The use of SIMD is beyond my ken right now, but the improvement made by Steven’s code (and SpecifalMatrices.jl) would be enough for immediate needs.

julia> include("~/src/scratch/vandermonde.jl")
  19.904 ms (1004 allocations: 7.77 MiB)  # My naive map attempt
  2.612 ms (3 allocations: 7.63 MiB)      # SpecialMatrices.jl implementation
  12.217 ms (3 allocations: 7.63 MiB)     # SpecialMatrices.jl re-ordered for loop
  2.097 ms (2 allocations: 7.63 MiB)      # stevengj implementation
  12.770 ms (2 allocations: 7.63 MiB)     # stevengj re-rdered for loop

The code used is:

using BenchmarkTools

# The Vandermonde definitions and implementation using it comes from:
# https://github.com/JuliaMatrices/SpecialMatrices.jl
struct Vandermonde{T} <: AbstractArray{T, 2}
    c :: Vector{T}

getindex(V::Vandermonde, i::Int, j::Int) = V.c[i]^(j-1)
isassigned(V::Vandermonde, i::Int, j::Int) = isassigned(V.c, i)

size(V::Vandermonde, r::Int) = (r==1 || r==2) ? length(V.c) :
    throw(ArgumentError("Invalid dimension $r"))
size(V::Vandermonde) = length(V.c), length(V.c)

function vander1(V::Vandermonde{T}) where T
    n=size(V, 1)
    M=Matrix{Float64}(undef, n, n)
    M[:,1] .= 1
    for j=2:n
        for i=1:n
	    M[i,j] = M[i,j-1]*V.c[i]
# This is vander1 with the order of the loop reversed
function vander2(V::Vandermonde{T}) where T
    n=size(V, 1)
    M=Matrix{Float64}(undef, n, n)
    M[:,1] .= 1
    for i=1:n
        for j=2:n
	    M[i,j] = M[i,j-1]*V.c[i]

function vander3(x::AbstractVector, n=length(x))
    m = length(x)
    V=Matrix{Float64}(undef, m, n)
    V[:,1] .= 1
    for i = 2:n, j = 1:m
        @inbounds V[j,i] = x[j] * V[j,i-1]
    return V
# This changes the vander3 loop order: result is approx 6x slower
function vander4(x::AbstractVector, n=length(x))
    m = length(x)
    V=Matrix{Float64}(undef, m, n)
    V[:,1] .= 1
    for j = 1:m, i = 2:n
        @inbounds V[j,i] = x[j] * V[j,i-1]
    return V

function vander0(x::AbstractVector)
    m = length(x)
    map(i -> x .^i ,collect(1:m))

n = 1000

# @btime const M=Matrix{Float64}(undef, n, n)
# @btime M[:,1] .= 1

a = collect(1:n)

@btime V0 = vander0($a);
@btime V1 = vander1(Vandermonde($a));
@btime V2 = vander2(Vandermonde($a)); 
@btime V3 = vander3($a); 
@btime V4 = vander4($a); 


This is off-topic, but are Vandermonde matrices used in practice in numerical linear algebra applications? I thought they were very badly conditioned (except in some special cases). But since you are using them in a course, I must be mistaken.

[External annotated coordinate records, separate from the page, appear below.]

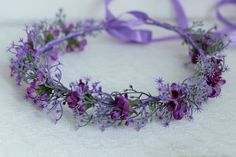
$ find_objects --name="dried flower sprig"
[9,11,228,130]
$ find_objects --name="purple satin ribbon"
[105,0,188,44]
[216,0,236,45]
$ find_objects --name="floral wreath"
[9,0,228,130]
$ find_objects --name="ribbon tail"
[172,0,188,28]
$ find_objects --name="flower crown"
[9,1,228,130]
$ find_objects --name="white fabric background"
[0,0,236,157]
[0,0,235,23]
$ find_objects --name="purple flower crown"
[9,9,228,130]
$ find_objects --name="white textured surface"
[0,21,236,157]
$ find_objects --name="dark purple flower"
[66,91,81,108]
[166,83,187,120]
[79,39,88,51]
[66,91,85,113]
[111,94,130,120]
[207,58,226,97]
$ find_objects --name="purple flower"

I had the same question, tuns out: representing Discrete Fourier Transforms and fitting polynomials to points. Likely others too.


I know about DFT (one of the special cases), but for fitting general polynomials it has numerical problems, and in any case solving a linear system may not be as efficient as using eg orthogonal families, which are incidentally better conditioned.

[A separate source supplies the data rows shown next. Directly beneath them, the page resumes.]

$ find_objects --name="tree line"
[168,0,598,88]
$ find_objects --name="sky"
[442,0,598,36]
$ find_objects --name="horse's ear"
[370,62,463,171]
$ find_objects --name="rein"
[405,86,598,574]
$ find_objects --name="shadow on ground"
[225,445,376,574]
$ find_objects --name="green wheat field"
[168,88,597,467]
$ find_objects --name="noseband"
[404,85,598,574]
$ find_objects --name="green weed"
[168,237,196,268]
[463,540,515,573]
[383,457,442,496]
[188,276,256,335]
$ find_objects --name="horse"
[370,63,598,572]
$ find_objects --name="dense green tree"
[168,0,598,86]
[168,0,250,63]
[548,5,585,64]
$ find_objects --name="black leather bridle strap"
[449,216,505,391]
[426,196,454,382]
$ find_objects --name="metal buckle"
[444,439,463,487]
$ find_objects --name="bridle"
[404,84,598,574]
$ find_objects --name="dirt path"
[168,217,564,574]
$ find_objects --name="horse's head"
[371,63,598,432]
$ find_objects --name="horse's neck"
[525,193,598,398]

I mainly use them for low-degree polynomial least-squares, where conditioning is not a problem. For Julia introductions, though, they are a nice example because they are easy to explain, easy to implement, and are available as a “built-in” library function in many high-level languages for comparison.

(I’ve never seen a case where the construction of the Vandermonde matrix was performance-critical, though.)